Together with the new “remote_apply” setting for the “synchronous_commit” parameter user have power to create “mirrored” multi-machine clusters. Awesome feature!
- Add pg_stat_progress_vacuum system view to provide progress reporting for VACUUM operations
- Improve pg_rewind so that it can work when the target timeline changes
From release notes – “This allows, for example, rewinding a promoted standby back to some state of the old master’s timeline”. Meaning you could promote a replica, do some migration testing say and then convert it back into a normal replica. Great!
- Add pg_control_system() and some other pg_control_* functions
Enables to read information equivalent to “pg_controldata” utility via SQL. Previously one had to work around it via a custom PL/Pythonu stored procedure or even custom extension, when wanting to expose “database system identifier” for monitoring queries for example.

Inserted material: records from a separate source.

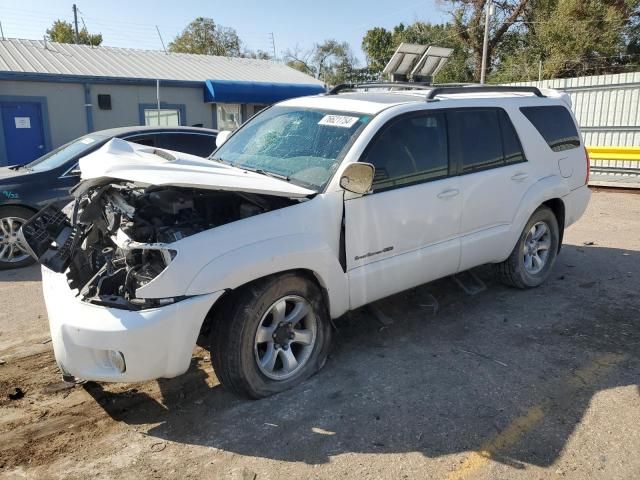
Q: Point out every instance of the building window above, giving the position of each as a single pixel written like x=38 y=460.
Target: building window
x=228 y=116
x=165 y=117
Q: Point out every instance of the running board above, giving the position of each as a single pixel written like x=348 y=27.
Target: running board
x=469 y=282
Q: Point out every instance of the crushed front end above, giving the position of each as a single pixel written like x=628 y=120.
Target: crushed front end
x=115 y=238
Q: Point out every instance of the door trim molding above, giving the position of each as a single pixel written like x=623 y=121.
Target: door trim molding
x=44 y=111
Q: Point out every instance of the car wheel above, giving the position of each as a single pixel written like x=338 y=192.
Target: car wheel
x=271 y=336
x=12 y=253
x=532 y=258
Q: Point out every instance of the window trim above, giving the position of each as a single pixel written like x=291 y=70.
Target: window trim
x=459 y=162
x=163 y=106
x=552 y=147
x=393 y=121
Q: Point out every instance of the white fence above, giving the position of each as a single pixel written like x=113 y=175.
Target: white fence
x=607 y=107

- Add pg_blocking_pids() function
As release notes formulated it well “Historically users have obtained such information using a self-join on the pg_locks view. However, it is unreasonably tedious…”, this means one can hugely simplify monitoring scripts and ad-hoc troubleshooting, paired with some joins to pg_stat_activity.
- Allow sessions to be terminated automatically if they are in idle-in-transaction state for too long via “idle_in_transaction_session_timeout” parameter.
Useful to prevent forgotten transactions from holding locks or preventing vacuum cleanup for too long. Bye-bye Cron scripts trying to do the same by reading pg_stat_activity regularly and terminating misbehaving transactions.
- Merge the “archive” and “hot_standby” values of the “wal_level” configuration parameter into a single new value “replica”
Postgresql.conf needs adjusting while migrating and already not using “logical”!
- Add a CASCADE option to CREATE EXTENSION to automatically create any extensions the requested one depends on
- New built-in role called “pg_signal_backend” to enable this previously superuser-only functionality.
More built-in roles to be expected in future.
- Add pg_size_bytes() function to convert human-readable size strings to numbers
- “psql” supports multiple -c and -f command-line options.
The specified operations are carried out in the order in which the options are given, and then psql terminates.